Monday, September 15, 2014

Up On the Roof

There are many, many aspects I highly recommend about the empty nest phase of a marriage, this phase I've described as "dating without the anxiety." It's awfully nice, for example, to have time for idle chats after supper. Those are the times when Husband and I talk about how we might use all the extra cash we're now swimming in, now that we're past braces (times three), first cars (times four), music lessons (times four kids times two instruments each), incidental school fees (free education times not so fast there), and all the related and sundry expenses that don't include feeding and clothing four boys whose capacity to consume milk and cereal was only exceeded by their capacity for their jeans to instantly be too short the moment they ripped off the tags.

"We could do one of those Viking river cruises," I said excitedly. "You know, like they advertise just before Downton Abbey? Or we could trade in the camper we haven't used in two years on a more tricked-out camper that we would never use at all."

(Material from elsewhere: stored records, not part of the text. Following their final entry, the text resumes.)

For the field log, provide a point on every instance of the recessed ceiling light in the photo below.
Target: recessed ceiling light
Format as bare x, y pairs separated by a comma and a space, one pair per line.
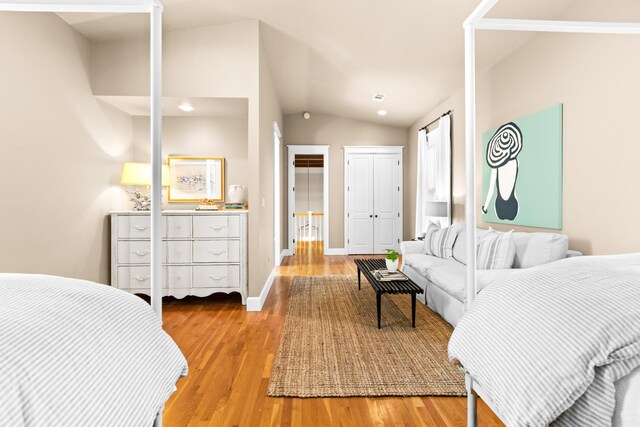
186, 107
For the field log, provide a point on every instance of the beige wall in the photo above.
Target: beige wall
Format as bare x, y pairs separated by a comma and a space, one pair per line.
595, 77
62, 152
198, 136
336, 132
269, 112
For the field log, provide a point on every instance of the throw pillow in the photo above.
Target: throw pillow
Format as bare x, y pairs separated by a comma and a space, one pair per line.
496, 251
432, 228
443, 240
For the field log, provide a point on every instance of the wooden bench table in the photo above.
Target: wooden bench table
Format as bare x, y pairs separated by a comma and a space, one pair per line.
366, 266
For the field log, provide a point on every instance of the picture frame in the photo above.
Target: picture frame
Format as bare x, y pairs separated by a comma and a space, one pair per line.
194, 178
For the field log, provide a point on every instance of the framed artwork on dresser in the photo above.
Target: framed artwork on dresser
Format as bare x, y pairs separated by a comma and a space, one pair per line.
194, 178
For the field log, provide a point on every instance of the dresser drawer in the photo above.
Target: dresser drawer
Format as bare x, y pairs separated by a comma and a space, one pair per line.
178, 277
136, 227
178, 226
216, 226
216, 251
178, 252
134, 252
223, 276
134, 277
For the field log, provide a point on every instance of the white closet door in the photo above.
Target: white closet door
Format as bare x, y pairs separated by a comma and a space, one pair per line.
360, 197
386, 201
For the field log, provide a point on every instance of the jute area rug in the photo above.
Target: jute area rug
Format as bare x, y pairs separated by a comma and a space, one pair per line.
331, 345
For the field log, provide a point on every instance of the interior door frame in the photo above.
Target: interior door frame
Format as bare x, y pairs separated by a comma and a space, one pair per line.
277, 194
291, 183
382, 149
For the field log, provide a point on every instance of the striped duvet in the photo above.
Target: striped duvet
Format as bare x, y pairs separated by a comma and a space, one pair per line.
548, 343
75, 353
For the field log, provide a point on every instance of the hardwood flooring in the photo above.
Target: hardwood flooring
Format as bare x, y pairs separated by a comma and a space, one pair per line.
230, 353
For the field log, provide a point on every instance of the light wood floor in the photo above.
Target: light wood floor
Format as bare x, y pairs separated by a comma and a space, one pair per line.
230, 353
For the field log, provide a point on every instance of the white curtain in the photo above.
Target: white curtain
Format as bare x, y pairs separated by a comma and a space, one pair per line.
433, 173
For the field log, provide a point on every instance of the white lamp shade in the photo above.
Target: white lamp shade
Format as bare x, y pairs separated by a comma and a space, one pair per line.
436, 209
140, 174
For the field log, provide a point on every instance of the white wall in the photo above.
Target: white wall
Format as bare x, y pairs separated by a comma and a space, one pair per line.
62, 152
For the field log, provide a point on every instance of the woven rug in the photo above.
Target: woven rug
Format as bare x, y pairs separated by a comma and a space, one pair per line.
331, 345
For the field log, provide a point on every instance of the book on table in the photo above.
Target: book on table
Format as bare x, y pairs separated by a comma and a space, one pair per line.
387, 276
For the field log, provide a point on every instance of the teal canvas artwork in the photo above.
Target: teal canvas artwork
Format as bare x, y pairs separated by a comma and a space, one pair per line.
522, 171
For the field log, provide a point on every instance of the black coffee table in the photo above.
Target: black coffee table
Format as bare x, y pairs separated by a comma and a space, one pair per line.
366, 266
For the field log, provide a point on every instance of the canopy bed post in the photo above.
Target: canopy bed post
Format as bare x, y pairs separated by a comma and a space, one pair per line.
156, 160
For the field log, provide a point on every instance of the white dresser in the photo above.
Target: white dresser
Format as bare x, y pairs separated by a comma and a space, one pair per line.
203, 252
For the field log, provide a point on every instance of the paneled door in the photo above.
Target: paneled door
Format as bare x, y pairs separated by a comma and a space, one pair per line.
360, 209
386, 201
373, 197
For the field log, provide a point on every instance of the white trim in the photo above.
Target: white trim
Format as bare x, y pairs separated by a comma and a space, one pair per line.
277, 194
106, 6
381, 149
156, 160
256, 303
336, 251
557, 26
307, 149
284, 253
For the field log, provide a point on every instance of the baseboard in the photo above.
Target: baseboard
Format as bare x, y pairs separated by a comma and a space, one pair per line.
256, 303
335, 251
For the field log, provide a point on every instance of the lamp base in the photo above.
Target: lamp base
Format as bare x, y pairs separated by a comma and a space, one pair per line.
141, 202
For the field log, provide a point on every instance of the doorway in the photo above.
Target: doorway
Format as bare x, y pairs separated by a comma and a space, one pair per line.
308, 198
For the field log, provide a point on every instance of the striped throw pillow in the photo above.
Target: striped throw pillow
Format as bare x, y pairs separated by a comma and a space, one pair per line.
443, 240
496, 251
432, 228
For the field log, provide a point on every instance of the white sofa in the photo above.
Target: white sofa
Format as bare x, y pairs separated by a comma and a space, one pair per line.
444, 280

Husband got into the swing of things.

"How about a new table saw? You know you've always wanted one," he said. "Or we could replace the garage, and make it big enough to have a workshop with air conditioning."

And this, my friends, leads to the most crucial advice I can give parents who are within a year or two of the promised land known as Kids All Grown Up: Don't ever, ever, ever talk about having even an extra nickel if you are somewhere your capital investments can hear you.

We forgot this cardinal rule of money management as we were having our post-dinner discussions, and the House on the Corner was listening as we made plans for our post-braces/music lessons/school fees riches last week.

I know we're going to just love our new roof.